Bacon nests with spinach egg and feta Nests with Egg,  Spinach and Feta

250 – 350 g streaky bacon (depending on size of muffin tray or ramekins)
300 g spinach, steamed and well drained
6 large eggs
1 ½ wheels feta cheese, crumbled
Freshly ground black pepper to taste

Preheat oven to 230 °C.
Grease and line a muffin tray or 6 shallow ramekins with tightly arranged streaky bacon to form 6 bacon nests/baskets. [I used a tart tray with 6 x 10 cm holes]
Roast in the oven for 20 – 25 minutes or until the bacon is 95% cooked with crispy edges. The bacon may curl and buckle a bit when baked, don’t worry! When you add the filling the shape will be retained.

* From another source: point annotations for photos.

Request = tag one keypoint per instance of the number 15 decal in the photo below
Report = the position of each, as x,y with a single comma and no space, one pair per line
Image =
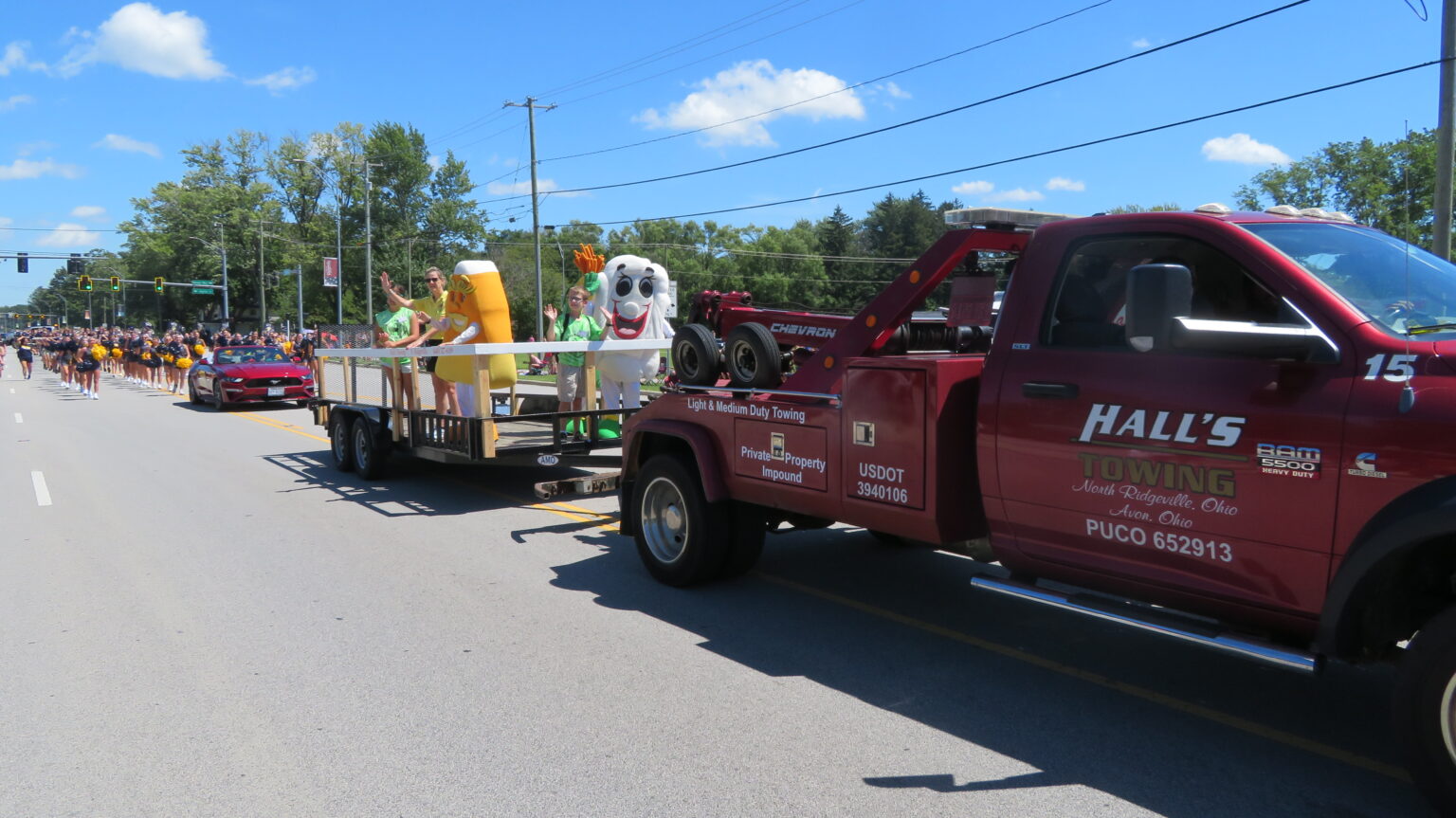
1399,370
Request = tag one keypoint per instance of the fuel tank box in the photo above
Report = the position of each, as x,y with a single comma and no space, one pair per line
909,445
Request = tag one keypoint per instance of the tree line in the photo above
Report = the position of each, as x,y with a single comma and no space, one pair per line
282,206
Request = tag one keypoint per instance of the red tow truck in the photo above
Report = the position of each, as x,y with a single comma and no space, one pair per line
1232,428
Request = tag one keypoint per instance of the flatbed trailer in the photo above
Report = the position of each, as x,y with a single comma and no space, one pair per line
502,427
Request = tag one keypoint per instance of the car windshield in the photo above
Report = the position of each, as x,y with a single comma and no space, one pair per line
1401,287
249,355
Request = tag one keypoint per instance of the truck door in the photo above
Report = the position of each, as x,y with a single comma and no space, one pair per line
1213,473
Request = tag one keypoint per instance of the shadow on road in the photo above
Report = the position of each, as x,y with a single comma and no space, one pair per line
1083,703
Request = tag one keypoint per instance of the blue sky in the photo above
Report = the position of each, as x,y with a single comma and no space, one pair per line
97,100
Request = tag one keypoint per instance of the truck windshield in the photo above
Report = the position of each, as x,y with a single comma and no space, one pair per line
1398,285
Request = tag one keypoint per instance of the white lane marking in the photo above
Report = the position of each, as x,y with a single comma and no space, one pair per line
43,495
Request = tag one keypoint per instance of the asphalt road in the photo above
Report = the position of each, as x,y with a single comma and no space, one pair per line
206,619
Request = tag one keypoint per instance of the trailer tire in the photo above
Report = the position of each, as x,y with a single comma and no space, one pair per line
695,355
1426,711
752,356
681,537
339,445
369,454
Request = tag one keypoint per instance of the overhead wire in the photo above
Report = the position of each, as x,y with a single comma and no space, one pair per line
1037,155
929,117
834,92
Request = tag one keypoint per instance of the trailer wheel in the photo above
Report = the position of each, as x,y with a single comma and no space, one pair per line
681,536
695,355
752,356
369,454
1426,711
339,445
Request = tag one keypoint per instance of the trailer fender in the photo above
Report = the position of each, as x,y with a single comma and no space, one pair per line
1372,600
654,435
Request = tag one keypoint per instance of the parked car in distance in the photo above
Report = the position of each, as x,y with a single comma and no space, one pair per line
247,374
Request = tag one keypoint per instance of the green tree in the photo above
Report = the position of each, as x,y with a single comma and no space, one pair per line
1385,185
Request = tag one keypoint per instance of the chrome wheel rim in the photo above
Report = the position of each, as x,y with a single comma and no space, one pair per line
1447,715
664,519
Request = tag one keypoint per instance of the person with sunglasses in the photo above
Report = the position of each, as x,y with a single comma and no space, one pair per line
571,380
431,312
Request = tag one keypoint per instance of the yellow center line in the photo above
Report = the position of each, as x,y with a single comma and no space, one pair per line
1189,708
1198,711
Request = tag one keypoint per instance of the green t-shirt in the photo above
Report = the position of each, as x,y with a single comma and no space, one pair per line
396,325
584,328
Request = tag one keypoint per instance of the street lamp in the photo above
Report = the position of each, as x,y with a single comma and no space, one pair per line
223,250
338,226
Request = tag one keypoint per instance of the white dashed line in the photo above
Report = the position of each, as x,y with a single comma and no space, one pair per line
43,495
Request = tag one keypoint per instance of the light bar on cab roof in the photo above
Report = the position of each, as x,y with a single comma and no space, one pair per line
1001,219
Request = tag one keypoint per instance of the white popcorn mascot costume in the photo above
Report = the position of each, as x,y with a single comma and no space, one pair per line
630,301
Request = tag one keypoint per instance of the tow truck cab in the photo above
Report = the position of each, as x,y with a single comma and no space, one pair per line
1241,415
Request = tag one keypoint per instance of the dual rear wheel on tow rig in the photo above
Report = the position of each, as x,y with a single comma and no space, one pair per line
681,536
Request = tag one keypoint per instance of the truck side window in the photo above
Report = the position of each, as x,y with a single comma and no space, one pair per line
1088,309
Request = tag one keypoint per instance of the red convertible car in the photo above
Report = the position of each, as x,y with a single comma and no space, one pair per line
247,374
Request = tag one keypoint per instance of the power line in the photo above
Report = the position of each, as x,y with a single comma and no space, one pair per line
839,90
1065,149
926,118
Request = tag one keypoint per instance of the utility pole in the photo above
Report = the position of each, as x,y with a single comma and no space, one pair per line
537,217
1445,143
369,247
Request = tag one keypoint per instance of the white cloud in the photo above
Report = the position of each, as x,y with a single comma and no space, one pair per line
140,38
1018,195
285,79
973,188
117,141
27,169
524,188
67,234
1242,149
749,87
15,60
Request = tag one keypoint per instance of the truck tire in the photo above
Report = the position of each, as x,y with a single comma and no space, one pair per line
1426,711
695,355
369,454
339,445
681,537
752,356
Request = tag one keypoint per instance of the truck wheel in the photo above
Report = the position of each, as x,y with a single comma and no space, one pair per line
752,356
695,355
681,536
339,445
369,454
1426,711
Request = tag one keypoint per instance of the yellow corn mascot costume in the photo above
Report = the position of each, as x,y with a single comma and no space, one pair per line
477,312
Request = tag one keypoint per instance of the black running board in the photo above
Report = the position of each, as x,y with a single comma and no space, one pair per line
1155,620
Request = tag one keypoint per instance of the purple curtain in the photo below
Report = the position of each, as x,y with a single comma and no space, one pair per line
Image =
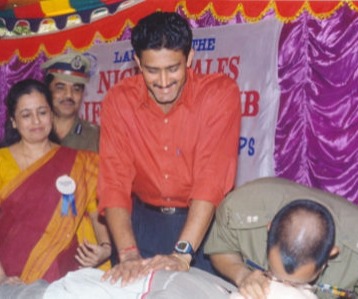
316,134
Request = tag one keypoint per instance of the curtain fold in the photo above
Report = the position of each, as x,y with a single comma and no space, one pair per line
316,134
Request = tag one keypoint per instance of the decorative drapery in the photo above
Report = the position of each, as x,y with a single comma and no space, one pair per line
316,134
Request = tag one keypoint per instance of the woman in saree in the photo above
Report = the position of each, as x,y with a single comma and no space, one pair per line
49,223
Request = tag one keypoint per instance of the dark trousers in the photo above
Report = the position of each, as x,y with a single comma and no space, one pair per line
157,233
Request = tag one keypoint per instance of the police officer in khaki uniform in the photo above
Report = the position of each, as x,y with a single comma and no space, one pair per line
238,240
66,76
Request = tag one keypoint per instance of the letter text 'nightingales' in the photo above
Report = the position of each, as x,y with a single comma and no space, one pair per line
67,186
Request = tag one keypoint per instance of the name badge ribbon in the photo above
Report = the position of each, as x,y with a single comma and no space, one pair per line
67,186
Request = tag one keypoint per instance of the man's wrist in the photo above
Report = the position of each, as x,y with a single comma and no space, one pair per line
129,253
184,247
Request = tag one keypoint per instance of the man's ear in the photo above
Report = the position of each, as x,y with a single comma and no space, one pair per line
334,252
137,60
190,57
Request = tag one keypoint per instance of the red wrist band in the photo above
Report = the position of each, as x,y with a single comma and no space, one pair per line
128,249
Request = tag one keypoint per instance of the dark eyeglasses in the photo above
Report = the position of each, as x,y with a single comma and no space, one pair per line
325,288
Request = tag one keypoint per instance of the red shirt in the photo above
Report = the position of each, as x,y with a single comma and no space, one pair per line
169,159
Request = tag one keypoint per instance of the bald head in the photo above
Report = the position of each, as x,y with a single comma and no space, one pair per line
304,232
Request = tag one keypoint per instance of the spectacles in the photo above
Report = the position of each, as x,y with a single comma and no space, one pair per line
299,285
325,288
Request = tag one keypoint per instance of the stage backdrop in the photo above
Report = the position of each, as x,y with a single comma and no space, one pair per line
250,59
316,136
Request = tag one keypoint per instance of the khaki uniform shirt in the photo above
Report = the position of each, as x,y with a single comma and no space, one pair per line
83,136
242,219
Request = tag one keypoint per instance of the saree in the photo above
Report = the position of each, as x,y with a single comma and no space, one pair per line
36,240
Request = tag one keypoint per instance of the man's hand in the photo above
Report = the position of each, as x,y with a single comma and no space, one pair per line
128,269
92,255
136,267
255,286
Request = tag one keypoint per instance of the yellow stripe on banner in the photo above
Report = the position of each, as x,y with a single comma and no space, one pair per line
56,7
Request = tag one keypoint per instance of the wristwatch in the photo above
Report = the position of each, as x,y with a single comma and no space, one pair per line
184,247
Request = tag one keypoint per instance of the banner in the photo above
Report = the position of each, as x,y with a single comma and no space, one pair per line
246,53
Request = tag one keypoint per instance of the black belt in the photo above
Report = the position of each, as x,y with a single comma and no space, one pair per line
164,210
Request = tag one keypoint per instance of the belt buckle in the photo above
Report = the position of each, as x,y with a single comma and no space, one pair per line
167,210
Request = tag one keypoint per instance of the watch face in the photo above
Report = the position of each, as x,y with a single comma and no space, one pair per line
183,246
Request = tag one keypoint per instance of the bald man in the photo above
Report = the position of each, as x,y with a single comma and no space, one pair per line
272,229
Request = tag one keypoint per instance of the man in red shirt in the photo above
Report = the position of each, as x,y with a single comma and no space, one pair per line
169,137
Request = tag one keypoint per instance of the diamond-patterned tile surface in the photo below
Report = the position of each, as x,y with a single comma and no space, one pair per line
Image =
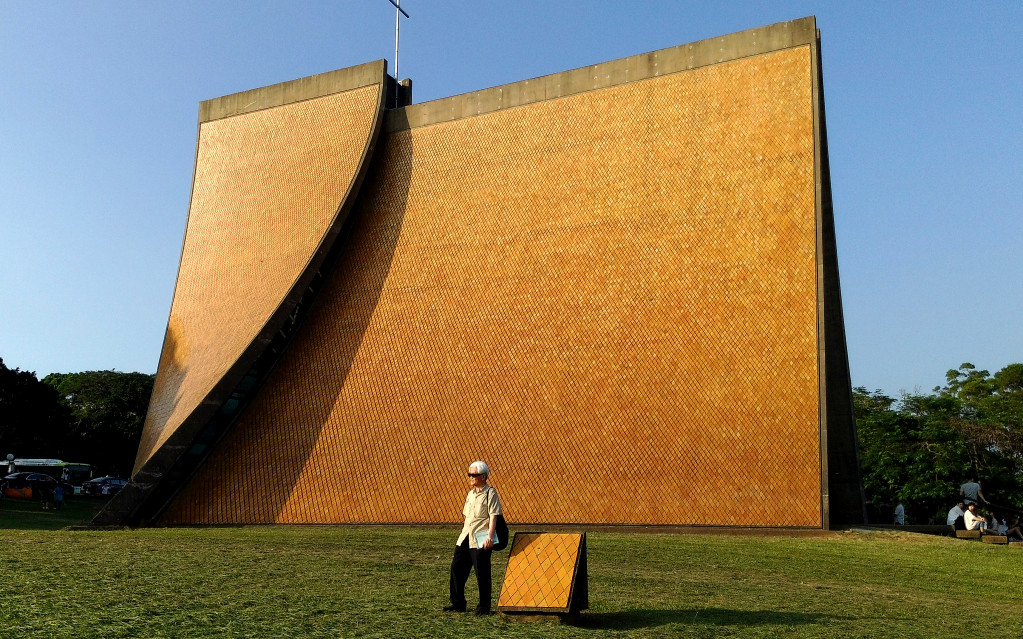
267,186
539,572
611,298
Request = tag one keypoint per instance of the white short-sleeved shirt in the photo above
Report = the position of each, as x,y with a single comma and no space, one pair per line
973,522
478,509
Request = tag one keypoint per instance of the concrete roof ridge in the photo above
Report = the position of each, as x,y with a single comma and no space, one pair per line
603,75
293,91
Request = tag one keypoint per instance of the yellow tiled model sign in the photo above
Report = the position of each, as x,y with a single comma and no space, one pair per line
546,573
617,285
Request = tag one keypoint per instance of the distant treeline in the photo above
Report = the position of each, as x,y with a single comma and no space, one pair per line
920,449
93,417
917,449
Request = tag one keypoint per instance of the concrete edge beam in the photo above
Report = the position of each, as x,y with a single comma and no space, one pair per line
633,69
293,91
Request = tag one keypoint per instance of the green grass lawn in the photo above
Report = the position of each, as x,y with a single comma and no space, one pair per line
392,582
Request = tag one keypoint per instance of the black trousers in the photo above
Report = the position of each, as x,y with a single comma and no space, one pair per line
464,560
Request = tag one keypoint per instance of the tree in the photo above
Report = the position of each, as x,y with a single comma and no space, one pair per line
106,413
921,448
33,421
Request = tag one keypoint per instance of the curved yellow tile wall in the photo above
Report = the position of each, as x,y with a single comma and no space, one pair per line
267,186
611,298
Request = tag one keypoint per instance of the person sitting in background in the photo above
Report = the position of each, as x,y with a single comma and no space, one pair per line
971,492
1014,532
973,520
955,516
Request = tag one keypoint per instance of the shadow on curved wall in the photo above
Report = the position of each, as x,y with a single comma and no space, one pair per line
253,472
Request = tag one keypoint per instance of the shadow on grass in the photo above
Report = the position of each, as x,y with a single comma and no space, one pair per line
28,514
631,620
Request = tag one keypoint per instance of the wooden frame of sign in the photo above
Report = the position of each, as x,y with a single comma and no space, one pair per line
546,574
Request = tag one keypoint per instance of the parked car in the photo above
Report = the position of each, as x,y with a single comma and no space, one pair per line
28,485
103,486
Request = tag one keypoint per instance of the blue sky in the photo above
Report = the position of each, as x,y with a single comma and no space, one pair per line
98,105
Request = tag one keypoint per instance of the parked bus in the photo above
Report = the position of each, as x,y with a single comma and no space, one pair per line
70,472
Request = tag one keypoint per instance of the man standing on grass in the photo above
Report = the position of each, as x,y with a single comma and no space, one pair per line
473,549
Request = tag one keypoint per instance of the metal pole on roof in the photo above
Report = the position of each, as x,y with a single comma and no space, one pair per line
397,17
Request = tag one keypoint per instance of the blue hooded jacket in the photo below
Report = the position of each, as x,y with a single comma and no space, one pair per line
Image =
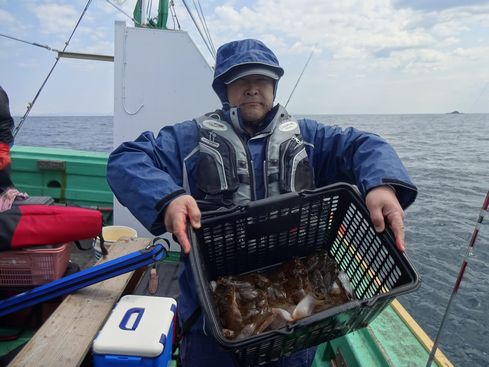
146,174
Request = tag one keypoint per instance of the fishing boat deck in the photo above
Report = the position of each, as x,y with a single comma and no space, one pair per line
65,339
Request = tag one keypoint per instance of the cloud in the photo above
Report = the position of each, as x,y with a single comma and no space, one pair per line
56,18
6,19
377,32
437,5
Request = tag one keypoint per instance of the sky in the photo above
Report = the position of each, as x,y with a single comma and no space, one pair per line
368,56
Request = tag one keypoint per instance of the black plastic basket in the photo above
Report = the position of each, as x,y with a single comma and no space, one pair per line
267,232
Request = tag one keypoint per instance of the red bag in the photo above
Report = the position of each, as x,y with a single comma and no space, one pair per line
31,225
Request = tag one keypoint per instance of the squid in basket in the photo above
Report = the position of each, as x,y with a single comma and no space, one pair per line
252,303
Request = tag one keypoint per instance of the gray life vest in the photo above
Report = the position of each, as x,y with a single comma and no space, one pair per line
225,171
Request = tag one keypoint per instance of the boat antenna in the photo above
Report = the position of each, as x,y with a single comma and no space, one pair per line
300,76
31,104
460,275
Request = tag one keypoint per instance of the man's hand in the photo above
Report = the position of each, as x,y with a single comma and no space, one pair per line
176,218
4,155
382,203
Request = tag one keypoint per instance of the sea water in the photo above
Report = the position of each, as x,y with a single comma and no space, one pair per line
447,156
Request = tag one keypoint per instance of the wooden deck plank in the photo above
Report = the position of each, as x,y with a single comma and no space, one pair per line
66,337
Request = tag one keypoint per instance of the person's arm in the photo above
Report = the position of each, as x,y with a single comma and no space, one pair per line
367,161
6,127
146,175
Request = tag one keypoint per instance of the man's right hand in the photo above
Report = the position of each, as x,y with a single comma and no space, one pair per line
176,218
4,155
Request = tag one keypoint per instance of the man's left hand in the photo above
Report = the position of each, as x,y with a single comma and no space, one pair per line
385,208
4,156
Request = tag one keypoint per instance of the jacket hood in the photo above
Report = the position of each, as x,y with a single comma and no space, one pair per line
242,54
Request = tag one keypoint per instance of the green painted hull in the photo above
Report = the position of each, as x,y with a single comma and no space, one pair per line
69,176
79,178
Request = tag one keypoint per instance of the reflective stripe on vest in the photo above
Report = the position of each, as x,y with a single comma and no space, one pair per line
225,167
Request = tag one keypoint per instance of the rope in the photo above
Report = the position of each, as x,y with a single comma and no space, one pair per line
123,12
300,76
174,15
198,28
31,104
29,43
200,13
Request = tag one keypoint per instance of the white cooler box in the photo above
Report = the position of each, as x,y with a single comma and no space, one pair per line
138,333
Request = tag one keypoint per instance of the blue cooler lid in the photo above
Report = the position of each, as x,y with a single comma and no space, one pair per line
137,326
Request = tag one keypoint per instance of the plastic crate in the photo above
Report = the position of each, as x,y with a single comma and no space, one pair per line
33,266
268,232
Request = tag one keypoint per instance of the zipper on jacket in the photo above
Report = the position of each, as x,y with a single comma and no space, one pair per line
251,168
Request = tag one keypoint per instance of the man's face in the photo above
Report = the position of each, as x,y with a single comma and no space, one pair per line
253,94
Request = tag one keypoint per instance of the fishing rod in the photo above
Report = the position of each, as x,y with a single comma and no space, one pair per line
460,275
300,76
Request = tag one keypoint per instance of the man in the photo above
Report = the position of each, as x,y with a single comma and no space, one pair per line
246,151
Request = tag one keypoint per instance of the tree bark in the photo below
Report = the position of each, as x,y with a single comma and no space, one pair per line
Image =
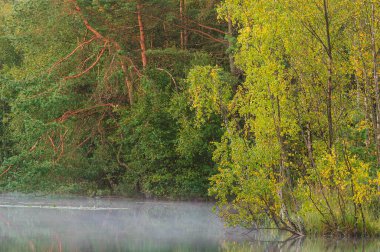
376,83
330,75
142,35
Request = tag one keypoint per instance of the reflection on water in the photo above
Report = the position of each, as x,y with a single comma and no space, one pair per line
87,224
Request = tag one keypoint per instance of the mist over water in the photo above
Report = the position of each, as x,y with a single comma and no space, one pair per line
114,224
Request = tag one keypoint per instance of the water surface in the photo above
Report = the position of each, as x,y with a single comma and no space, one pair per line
114,224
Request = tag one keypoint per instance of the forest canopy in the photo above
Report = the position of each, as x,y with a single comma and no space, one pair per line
272,108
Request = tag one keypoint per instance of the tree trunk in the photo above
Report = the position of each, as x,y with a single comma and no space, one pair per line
142,35
231,56
182,13
376,83
330,74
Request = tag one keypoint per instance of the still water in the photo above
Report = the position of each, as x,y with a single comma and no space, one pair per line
113,224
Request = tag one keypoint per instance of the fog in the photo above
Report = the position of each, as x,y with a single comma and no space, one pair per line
107,224
83,224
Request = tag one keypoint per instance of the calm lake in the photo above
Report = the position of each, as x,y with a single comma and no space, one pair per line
114,224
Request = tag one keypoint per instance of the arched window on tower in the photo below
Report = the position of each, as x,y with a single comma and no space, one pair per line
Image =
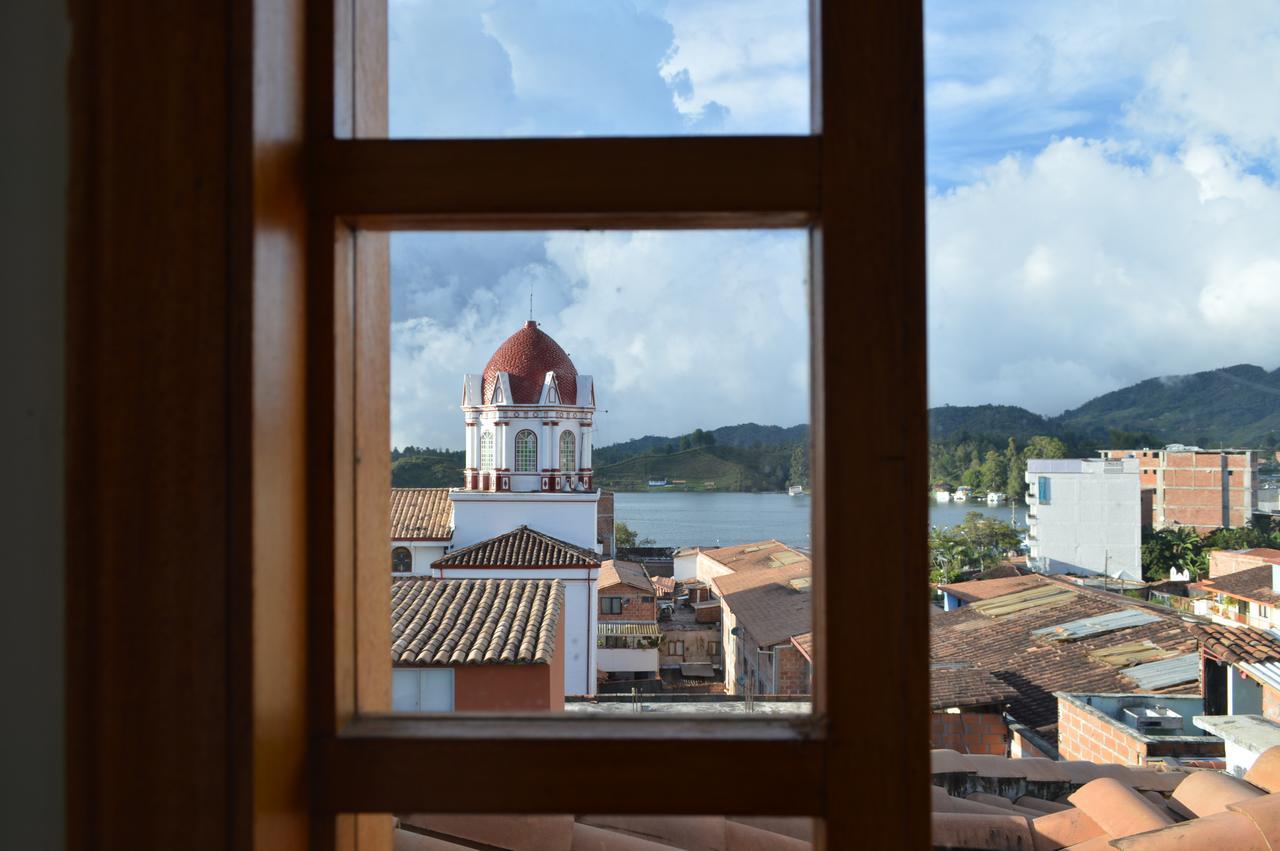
526,452
568,451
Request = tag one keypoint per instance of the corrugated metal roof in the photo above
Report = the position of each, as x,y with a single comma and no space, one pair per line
1097,625
1265,672
627,628
1166,672
1022,600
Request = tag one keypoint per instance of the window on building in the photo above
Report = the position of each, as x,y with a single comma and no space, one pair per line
423,690
568,451
526,452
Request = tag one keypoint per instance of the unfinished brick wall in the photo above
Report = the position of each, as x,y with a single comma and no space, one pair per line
1083,735
969,732
792,671
1271,704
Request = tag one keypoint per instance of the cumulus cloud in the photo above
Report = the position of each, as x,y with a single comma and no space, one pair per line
680,329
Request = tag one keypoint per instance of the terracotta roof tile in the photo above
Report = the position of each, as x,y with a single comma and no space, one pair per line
981,831
1210,792
956,683
421,515
474,621
630,573
1118,809
1237,644
1252,584
771,604
749,557
522,547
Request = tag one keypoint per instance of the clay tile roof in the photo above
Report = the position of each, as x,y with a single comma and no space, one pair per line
771,604
521,547
421,515
529,355
977,590
956,683
1237,644
474,621
1252,584
663,585
618,572
759,554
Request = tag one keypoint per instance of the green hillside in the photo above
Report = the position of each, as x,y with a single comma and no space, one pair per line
702,469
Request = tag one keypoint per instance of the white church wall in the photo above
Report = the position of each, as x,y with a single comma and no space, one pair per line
568,516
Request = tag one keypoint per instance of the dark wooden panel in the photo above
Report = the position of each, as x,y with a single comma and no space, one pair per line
147,451
615,182
574,764
871,437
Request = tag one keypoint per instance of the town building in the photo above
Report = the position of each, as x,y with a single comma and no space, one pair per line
629,637
421,527
1243,586
1205,489
1083,516
525,553
1056,636
478,645
762,611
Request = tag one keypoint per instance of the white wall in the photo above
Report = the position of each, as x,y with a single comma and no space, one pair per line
626,659
480,516
35,42
1092,521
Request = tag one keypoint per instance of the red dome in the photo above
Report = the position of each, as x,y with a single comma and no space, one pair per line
529,355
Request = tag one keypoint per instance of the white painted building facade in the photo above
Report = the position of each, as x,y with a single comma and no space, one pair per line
1084,516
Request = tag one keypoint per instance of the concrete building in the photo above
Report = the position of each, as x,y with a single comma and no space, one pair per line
1083,516
476,645
1205,489
762,611
529,554
627,634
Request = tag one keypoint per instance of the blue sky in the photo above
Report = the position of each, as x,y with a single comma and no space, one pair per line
1102,206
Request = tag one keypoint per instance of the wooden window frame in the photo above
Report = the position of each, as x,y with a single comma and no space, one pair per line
858,184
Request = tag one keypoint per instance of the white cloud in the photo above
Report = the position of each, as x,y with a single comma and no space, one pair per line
1073,273
680,329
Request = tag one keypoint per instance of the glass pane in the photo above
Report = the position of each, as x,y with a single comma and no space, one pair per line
599,466
552,68
1102,262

Make sure all the excess liquid is squeezed out of the steamed spinach and roughly chop.
Sprinkle the bacon nests with feta and spinach then crack and whole egg into each one. Season with black pepper and bake for a further 6-8 minutes or until the egg is set to your liking. Some of the egg may leak through the bacon, this is perfect!
Carefully use a palette knife to remove from the tray and serve immediately.
Tip: These are rather lovely served at room temperature or chilled for the lunchbox or picnic. Just make sure the egg yolk is cooked through to prevent a mess!